- Fitz Randolph–Rogers House
- U.S. National Register of Historic Places
- Location: 5467 Liberty-Fairfield Road, Hamilton, Ohio
- Coordinates: 39°25′8″N 84°28′45″W﻿ / ﻿39.41889°N 84.47917°W
- Area: Less than 1 acre (0.40 ha)
- Built: 1840
- Architectural style: Greek Revival
- NRHP reference No.: 78002014
- Added to NRHP: February 8, 1978

= Fitz Randolph–Rogers House =

Historic house in Ohio, United States

The Fitz Randolph–Rogers House is a historic farmhouse located outside the city of Hamilton in Butler County, Ohio, United States. Constructed during the 1840s, it was home to a well-known diarist of the 1860s, and it has been designated a historic site.

Liberty Township farmer Benjamin Fitz Randolph arranged for the house's construction in 1840, although the project was not finished until 1844. Here he farmed and ran a tannery until 1860, when a widow, Lydia Rogers, bought the property. Her family inhabited it until selling it in 1931. While living with her mother in the 1860s, Rogers' daughter Sarah Elizabeth Rogers kept a careful diary that made her a significant source for period social history after it was published in the journal of the Ohio Historical Society.

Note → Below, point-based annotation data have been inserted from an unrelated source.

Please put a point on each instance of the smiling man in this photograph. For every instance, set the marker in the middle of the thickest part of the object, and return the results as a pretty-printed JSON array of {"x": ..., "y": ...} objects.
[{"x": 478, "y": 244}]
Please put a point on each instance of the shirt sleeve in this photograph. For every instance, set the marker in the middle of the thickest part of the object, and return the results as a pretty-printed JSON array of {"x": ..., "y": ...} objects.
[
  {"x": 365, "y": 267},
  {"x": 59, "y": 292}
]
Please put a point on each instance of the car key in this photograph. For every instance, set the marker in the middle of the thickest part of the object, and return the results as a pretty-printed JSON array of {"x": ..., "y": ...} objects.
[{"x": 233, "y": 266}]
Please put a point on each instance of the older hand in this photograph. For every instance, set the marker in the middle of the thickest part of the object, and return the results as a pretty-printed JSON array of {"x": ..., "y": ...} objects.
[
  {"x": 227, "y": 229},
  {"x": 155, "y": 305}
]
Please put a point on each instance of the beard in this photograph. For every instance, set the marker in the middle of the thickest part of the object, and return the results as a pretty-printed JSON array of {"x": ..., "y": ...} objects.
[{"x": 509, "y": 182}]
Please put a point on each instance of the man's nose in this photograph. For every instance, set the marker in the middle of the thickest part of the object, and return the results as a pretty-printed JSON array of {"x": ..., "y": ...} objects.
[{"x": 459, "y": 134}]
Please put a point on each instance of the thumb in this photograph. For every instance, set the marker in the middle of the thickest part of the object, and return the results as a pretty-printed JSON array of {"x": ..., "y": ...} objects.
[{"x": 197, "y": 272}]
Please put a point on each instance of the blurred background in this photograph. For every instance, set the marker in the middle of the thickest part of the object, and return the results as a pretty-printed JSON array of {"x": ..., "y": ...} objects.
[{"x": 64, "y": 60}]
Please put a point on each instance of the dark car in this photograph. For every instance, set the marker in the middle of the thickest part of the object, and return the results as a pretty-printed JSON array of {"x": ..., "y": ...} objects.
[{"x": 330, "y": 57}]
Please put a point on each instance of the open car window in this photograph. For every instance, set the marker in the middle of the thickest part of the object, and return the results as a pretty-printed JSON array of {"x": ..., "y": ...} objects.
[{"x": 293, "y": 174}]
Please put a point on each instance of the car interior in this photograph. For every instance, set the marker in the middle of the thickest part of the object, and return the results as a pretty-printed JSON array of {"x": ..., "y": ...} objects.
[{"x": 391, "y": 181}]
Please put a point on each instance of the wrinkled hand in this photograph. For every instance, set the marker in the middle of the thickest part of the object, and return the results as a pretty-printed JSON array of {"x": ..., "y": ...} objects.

Fitz Randolph arranged for a composite structure; the house is primarily a brick building, although elements of stone are also present. Like many other period buildings, the house is built in the Greek Revival style of architecture, but unlike most such houses, it is built on a hillside. The one-story facade is divided into five bays, with the central bay being occupied by an elaborate entrance: four columns, two on each side, form a post and lintel structure around the doorway, and a transom light is placed above the door. Stairs provide access to a stoop by the raised main entrance, and a frieze is placed immediately below the edge of the roof.

In 1978, the Fitz Randolph–Rogers House was listed on the National Register of Historic Places, qualifying both because of its historically significant architecture and because of its important place in local history.